An element of choice was included in parts three, Classification, and
four, Application, in which students could choose whether to focus on
adverts or articles. In practice, nearly every student considered
adverts exclusively, probably reflecting year 9 students' interest in
daily newspapers. In Classification, students were instructed to
classify either adverts or articles and relate these classifications to
the kinds of people who might read them. Finally, students had to apply
this knowledge to decide where to place an advert in the newspaper and
estimate its cost. The alternative was to investigate the use of
statistical information in a newspaper, but no student who responded
chose this option.
Each section included basic instructions and some suggestions for
getting started, in much the same way that a classroom investigation
would be organised. The task was thus provided within a structured
framework, but allowed each student to respond in a unique way.
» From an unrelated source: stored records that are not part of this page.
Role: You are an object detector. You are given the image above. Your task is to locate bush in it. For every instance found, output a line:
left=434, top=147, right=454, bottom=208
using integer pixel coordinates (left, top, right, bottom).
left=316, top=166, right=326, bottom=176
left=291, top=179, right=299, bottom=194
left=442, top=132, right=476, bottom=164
Each section was scored using the same scoring rubric. Scoring rubrics
were developed for two aspects. 'Process' referred to the manner in
which the task was attempted and included elements of choosing and
using appropriate skills and strategies, communication of ideas and
justification of conclusions. 'Content' was based on the range and
complexity of the numeracy ideas used by students in answering the
different parts of the task. The scoring rubrics were based on trial
students' responses, and the SOLO taxonomy (Biggs and Collis 1982).
Internet delivery
The task was presented to students in hard copy form, or could be
accessed via the Internet. The Internet pages were produced using
standard software. They were a replica of the printed form, with the
addition of hot links to two useful addresses that had supporting
material available - News Corporation's "News on disk" page and the
Hobart Mercury's "Chance and Data" home page. The scoring rubric was
also provided via a link so that students could see how they would be
marked.
Students entered their responses to each part of the task in
interactive text boxes. These were not limited in size, but were unable
to support graphics such as charts or diagrams. In order to accommodate
this limitation an email link was created that would allow students to
mail supporting material as an attachment. Before they could send any
response, students had to provide their name, school and project
identification number and were asked to print their response and give
this to their teacher. This safeguarded students against technological
failures. Responses were automatically sent via a "Send" button. A
specially set up email address collected the responses and sent an
acknowledgment to the sender.
Administration
For a variety of practical and political reasons the task became
optional and was eventually attempted by over 1200 students. While
originally intended to be teacher marked, the option was later given to
schools for central marking. In some schools teachers chose to mark
their own students' work, using the scoring rubric. Others returned the
responses for central marking. Approximately 790 were marked by an
experienced team of markers in Melbourne, using the scoring rubric
provided. The rest were marked in their schools by the teachers
concerned. The Internet responses were printed out and marked together
with the others sent in by schools.
Thus we had an interesting mix of teacher and centrally marked
responses, with some responses provided in hard copy form and some via
a specially set up email address. In addition classroom observation of
students undertaking the task in three schools, and discussions with
teachers involved provided some useful insights into the advantages and
difficulties of undertaking a task of this nature in a large scale
assessment project.
As part of the overall monitoring program, teachers and students were
asked to complete a questionnaire. For teachers this included a section
about their teaching and assessment methodology as well as their
opinion of each part of the program measured on a four point Likert
scale. Students were asked about their computer use and homework, as
well as their opinion of the program. Data from these sources also
provided useful information about teacher and student attitudes to the
extended task.
Findings.
Measurement aspects
The analysis of this task using the Rasch method was included as part
of the overall analysis of the total monitoring program using the
computer program QUEST (Adams and Khoo, 1995). Calibration of the items
was carried out using the compulsory parts of the monitoring program.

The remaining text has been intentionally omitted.